During the trial, it was revealed that Couzens abused his official power to make a false arrest before raping and murdering 33-year-old Everard on March 3, 2021. Protesters pointed out that legally bestowing more arbitrary powers on the police through the proposed bill would lead to a further deterioration of human rights and civil liberties in the country. The controversial bill is currently under the consideration of the House of Lords, the upper house of the UK parliament, and is awaiting its final reading.
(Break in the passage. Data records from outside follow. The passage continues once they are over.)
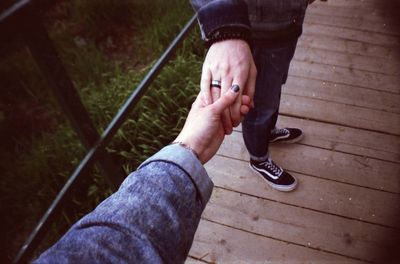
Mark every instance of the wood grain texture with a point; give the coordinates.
(327, 164)
(220, 244)
(318, 194)
(298, 225)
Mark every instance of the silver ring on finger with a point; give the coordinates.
(216, 84)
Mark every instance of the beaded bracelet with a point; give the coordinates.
(186, 146)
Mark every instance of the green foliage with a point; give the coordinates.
(37, 163)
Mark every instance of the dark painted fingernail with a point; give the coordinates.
(235, 88)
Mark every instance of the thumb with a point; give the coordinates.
(226, 99)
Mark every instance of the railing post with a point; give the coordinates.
(85, 165)
(51, 66)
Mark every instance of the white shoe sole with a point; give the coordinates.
(277, 187)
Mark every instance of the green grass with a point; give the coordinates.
(37, 159)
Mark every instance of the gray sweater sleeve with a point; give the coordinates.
(152, 218)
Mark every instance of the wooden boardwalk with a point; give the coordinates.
(344, 92)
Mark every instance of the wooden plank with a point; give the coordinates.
(322, 195)
(344, 139)
(358, 62)
(220, 244)
(362, 4)
(191, 260)
(353, 34)
(345, 75)
(346, 168)
(391, 54)
(369, 14)
(385, 26)
(300, 226)
(342, 93)
(342, 114)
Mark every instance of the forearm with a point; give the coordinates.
(151, 219)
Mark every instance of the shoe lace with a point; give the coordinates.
(272, 167)
(280, 131)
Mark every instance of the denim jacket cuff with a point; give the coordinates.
(187, 162)
(225, 13)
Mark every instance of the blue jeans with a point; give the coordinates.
(272, 67)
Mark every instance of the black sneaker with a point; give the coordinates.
(286, 135)
(275, 176)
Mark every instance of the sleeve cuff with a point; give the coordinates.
(188, 162)
(225, 13)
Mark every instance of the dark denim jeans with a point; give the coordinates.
(272, 67)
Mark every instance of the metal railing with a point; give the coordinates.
(51, 66)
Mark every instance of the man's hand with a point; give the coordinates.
(203, 130)
(231, 62)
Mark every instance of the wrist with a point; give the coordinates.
(195, 149)
(228, 33)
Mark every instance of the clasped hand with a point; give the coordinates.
(231, 63)
(203, 130)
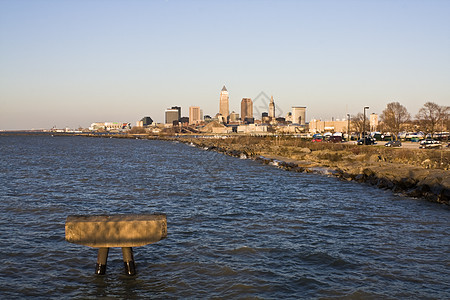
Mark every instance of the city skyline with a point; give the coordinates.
(72, 63)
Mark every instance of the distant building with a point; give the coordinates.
(271, 108)
(246, 108)
(234, 117)
(173, 114)
(195, 115)
(299, 115)
(224, 106)
(144, 122)
(184, 121)
(252, 128)
(373, 121)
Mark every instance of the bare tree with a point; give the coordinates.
(394, 116)
(357, 122)
(431, 115)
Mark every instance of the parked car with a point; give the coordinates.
(335, 139)
(317, 138)
(366, 141)
(393, 144)
(429, 143)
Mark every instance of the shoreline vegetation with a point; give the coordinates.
(417, 173)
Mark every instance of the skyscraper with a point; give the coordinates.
(271, 108)
(224, 109)
(298, 115)
(195, 115)
(246, 108)
(173, 114)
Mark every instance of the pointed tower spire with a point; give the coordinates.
(271, 108)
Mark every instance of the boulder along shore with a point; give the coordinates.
(417, 173)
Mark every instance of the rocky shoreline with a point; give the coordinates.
(417, 182)
(424, 181)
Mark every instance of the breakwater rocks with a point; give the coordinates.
(432, 185)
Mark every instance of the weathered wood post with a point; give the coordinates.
(125, 231)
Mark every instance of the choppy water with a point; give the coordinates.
(236, 228)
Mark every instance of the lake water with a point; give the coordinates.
(236, 228)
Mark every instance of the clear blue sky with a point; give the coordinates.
(71, 63)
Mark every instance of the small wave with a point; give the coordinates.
(243, 250)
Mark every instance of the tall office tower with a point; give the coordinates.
(195, 115)
(173, 114)
(271, 108)
(298, 115)
(246, 108)
(224, 109)
(373, 122)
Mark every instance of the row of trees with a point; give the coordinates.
(395, 118)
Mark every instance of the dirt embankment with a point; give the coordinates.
(416, 173)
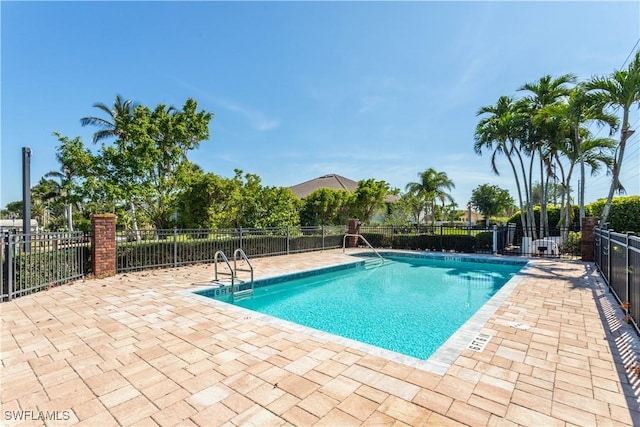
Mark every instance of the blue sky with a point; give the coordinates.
(378, 90)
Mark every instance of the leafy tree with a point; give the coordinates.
(280, 208)
(112, 126)
(624, 214)
(75, 163)
(430, 188)
(491, 200)
(13, 209)
(211, 201)
(368, 198)
(326, 206)
(147, 164)
(620, 90)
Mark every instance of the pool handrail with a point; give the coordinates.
(360, 236)
(215, 266)
(235, 270)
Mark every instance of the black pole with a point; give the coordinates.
(26, 197)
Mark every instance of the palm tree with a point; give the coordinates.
(580, 109)
(546, 91)
(121, 111)
(431, 187)
(620, 90)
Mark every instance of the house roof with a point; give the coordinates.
(333, 181)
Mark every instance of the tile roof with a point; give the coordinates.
(333, 181)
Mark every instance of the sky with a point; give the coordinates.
(298, 90)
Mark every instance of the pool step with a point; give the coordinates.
(373, 263)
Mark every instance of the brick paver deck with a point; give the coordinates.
(135, 350)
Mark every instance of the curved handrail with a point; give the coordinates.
(344, 242)
(244, 256)
(215, 266)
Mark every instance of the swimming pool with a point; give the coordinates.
(410, 305)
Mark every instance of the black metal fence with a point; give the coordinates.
(40, 260)
(173, 248)
(32, 262)
(504, 240)
(617, 256)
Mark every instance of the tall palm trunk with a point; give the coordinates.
(515, 175)
(70, 217)
(530, 214)
(625, 133)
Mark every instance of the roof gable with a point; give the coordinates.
(332, 181)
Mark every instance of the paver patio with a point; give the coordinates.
(134, 349)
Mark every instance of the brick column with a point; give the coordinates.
(588, 239)
(103, 245)
(354, 228)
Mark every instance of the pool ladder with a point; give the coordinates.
(233, 272)
(361, 237)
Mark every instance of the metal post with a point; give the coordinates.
(10, 269)
(175, 247)
(469, 219)
(609, 258)
(627, 269)
(26, 197)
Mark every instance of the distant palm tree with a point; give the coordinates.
(111, 126)
(620, 90)
(430, 188)
(578, 145)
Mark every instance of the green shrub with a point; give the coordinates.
(484, 241)
(574, 243)
(624, 214)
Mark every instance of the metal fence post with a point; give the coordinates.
(175, 247)
(609, 258)
(627, 254)
(495, 240)
(9, 261)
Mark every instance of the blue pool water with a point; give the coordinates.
(410, 305)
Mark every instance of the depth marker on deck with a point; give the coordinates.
(479, 342)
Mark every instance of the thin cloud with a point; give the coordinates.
(258, 120)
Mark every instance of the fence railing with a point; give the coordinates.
(173, 248)
(504, 240)
(617, 256)
(32, 262)
(40, 260)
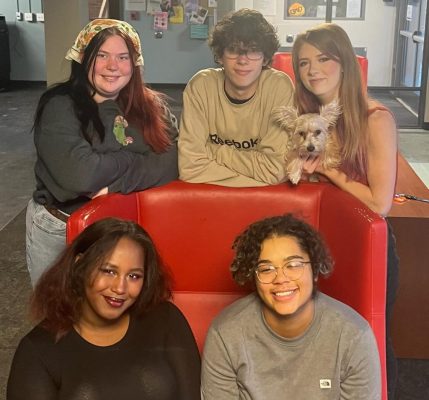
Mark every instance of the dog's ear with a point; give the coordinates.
(285, 117)
(331, 112)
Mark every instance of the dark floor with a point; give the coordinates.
(16, 180)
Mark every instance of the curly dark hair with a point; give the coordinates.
(60, 292)
(247, 246)
(247, 29)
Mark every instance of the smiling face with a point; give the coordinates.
(288, 306)
(241, 74)
(320, 74)
(115, 285)
(112, 69)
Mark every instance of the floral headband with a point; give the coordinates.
(97, 25)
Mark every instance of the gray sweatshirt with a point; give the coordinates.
(336, 358)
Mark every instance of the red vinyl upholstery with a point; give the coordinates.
(283, 62)
(194, 225)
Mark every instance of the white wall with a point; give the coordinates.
(376, 32)
(26, 42)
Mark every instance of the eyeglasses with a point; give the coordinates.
(267, 273)
(251, 55)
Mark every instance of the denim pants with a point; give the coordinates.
(45, 239)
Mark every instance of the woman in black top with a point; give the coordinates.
(100, 131)
(107, 329)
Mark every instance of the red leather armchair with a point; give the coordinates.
(283, 62)
(194, 225)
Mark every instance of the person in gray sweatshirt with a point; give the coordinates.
(287, 340)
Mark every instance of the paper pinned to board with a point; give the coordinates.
(135, 5)
(265, 7)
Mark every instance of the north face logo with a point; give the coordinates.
(245, 144)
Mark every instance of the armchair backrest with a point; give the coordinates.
(194, 225)
(283, 62)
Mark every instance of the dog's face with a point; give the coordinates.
(308, 132)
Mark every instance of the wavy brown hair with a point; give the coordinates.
(247, 29)
(247, 246)
(142, 107)
(333, 42)
(59, 294)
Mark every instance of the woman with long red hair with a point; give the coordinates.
(100, 131)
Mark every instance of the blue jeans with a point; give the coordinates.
(45, 239)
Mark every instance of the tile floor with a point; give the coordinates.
(17, 157)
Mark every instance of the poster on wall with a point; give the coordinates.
(265, 7)
(317, 9)
(135, 5)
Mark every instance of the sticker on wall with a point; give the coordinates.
(199, 31)
(198, 17)
(296, 10)
(160, 21)
(178, 15)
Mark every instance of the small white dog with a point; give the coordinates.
(309, 137)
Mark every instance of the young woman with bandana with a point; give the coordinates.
(100, 131)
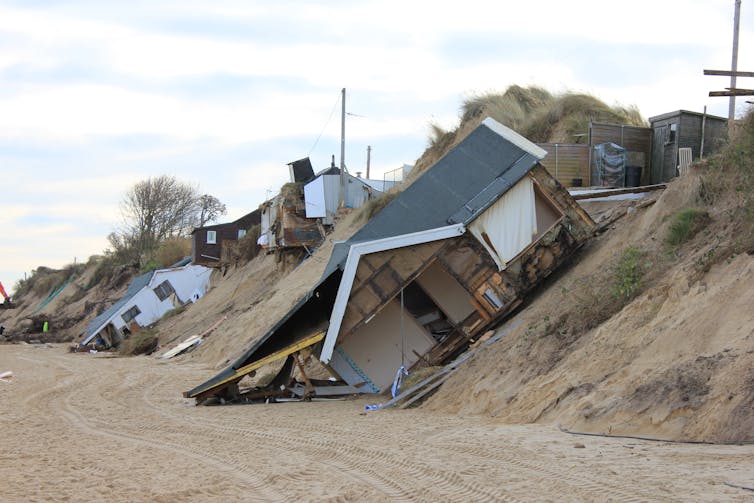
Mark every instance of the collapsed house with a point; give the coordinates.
(448, 258)
(210, 243)
(148, 298)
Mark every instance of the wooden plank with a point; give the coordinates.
(615, 192)
(733, 92)
(728, 73)
(309, 388)
(278, 355)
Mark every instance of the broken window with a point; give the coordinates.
(492, 299)
(164, 290)
(672, 130)
(131, 314)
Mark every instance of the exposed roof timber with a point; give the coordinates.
(515, 138)
(247, 369)
(352, 263)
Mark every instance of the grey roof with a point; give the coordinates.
(457, 189)
(183, 262)
(135, 287)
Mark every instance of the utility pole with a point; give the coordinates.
(342, 199)
(733, 91)
(734, 63)
(369, 158)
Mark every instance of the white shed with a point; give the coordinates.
(148, 298)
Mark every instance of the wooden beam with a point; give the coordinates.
(728, 73)
(733, 92)
(247, 369)
(615, 192)
(300, 365)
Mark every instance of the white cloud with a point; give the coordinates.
(117, 88)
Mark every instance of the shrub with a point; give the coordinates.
(628, 272)
(685, 225)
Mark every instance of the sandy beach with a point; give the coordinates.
(96, 428)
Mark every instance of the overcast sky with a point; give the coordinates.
(96, 95)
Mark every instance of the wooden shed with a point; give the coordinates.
(703, 133)
(207, 242)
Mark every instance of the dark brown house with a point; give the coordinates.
(704, 134)
(207, 242)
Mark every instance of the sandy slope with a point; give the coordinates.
(83, 428)
(677, 362)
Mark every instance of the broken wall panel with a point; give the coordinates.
(380, 277)
(448, 294)
(391, 339)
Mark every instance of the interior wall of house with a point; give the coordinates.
(447, 293)
(376, 347)
(547, 214)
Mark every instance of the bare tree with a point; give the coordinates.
(210, 208)
(155, 209)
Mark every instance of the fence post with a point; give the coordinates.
(556, 162)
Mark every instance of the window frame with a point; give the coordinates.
(128, 317)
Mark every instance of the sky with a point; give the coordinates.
(96, 95)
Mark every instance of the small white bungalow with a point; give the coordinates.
(147, 299)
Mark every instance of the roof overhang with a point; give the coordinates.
(352, 262)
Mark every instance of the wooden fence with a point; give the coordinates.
(636, 140)
(567, 162)
(570, 163)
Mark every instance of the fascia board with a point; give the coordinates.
(515, 138)
(352, 263)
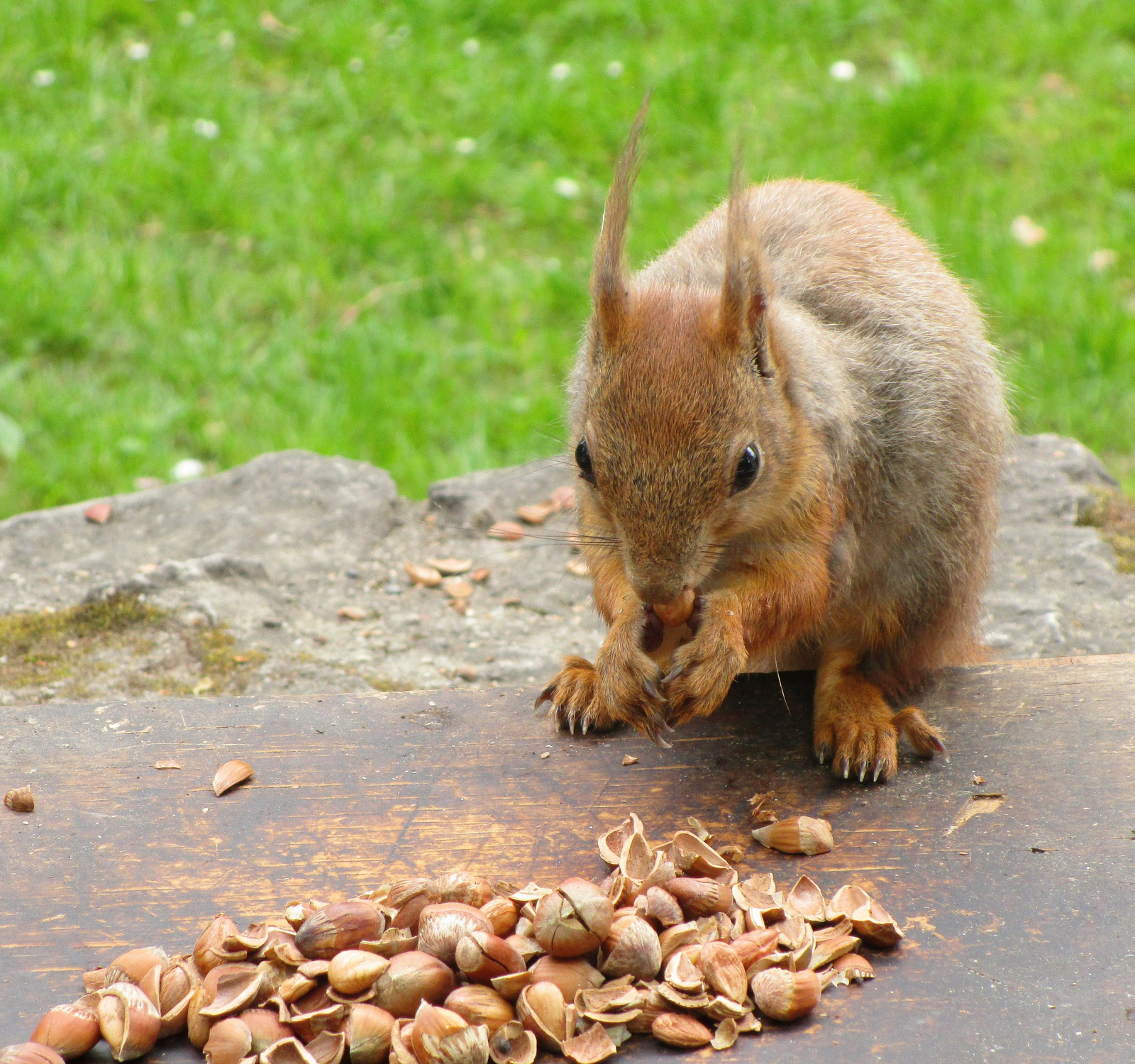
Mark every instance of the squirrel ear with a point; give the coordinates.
(746, 288)
(610, 293)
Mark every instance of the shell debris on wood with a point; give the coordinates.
(230, 775)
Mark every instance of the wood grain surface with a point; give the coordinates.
(1019, 924)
Everard, a marketing executive, went missing from Clapham Common in South London on March 3. Her body’s remains were found near Ashford on March 10. A Metropolitan police officer, Couzens was arrested for the kidnapping and murder of Everard. The incident led to widespread mobilizations across the UK, demanding justice for Everard and protesting the state of women’s safety in the country. The police brutality at a peaceful vigil in honor of Everard at Clapham Common on March 13 further outraged the public. In the midst of this, the UK government introduced the Police, Crime, Sentencing and Courts Bill in parliament. The bill intends to overhaul the police and criminal justice system and sentencing legislation in the country. As per activists, the bill contains provisions detrimental to the right to protest.
The bill gives substantial power to the police when it comes to regulating public gatherings and protests. The police can criminalize certain protests by terming them as “public nuisance,” and can control demonstrations by imposing start and finish timings and noise limits. Actions by even one individual can be considered as a protest under the provisions of the new bill. Non-compliance with police guidelines may result in fines of up to 2,500 pounds (USD 3458.65).
Such provisions have evoked concern and have been denounced by progressive sections. Despite widespread Kill the Bill protests and parliamentary opposition from the Labour Party, the ruling Tories managed to pass the bill in the House of Commons and it is currently in the committee stage in the House of Lords.
Regarding the protest mobilization on Wednesday, Sisters Uncut said that the “Metropolitan Police want us to believe that Wayne Couzens’ atrocities on Sarah Everard is an individual case, he is not just a bad apple – the police are an institution rotten to its core.”
“Couzens is likely to receive a long sentence, which many will hail as ‘justice’. Let us be clear: justice is not a prison sentence for a murderer. Justice is no more dead women. Justice is a support to leave violent relationships. Justice is refuges, housing, benefits, therapy, resources, care. Instead, the government is giving us increased police powers through hate crime legislation, and the Police, Crime, Sentencing and Courts Bill,” the group added.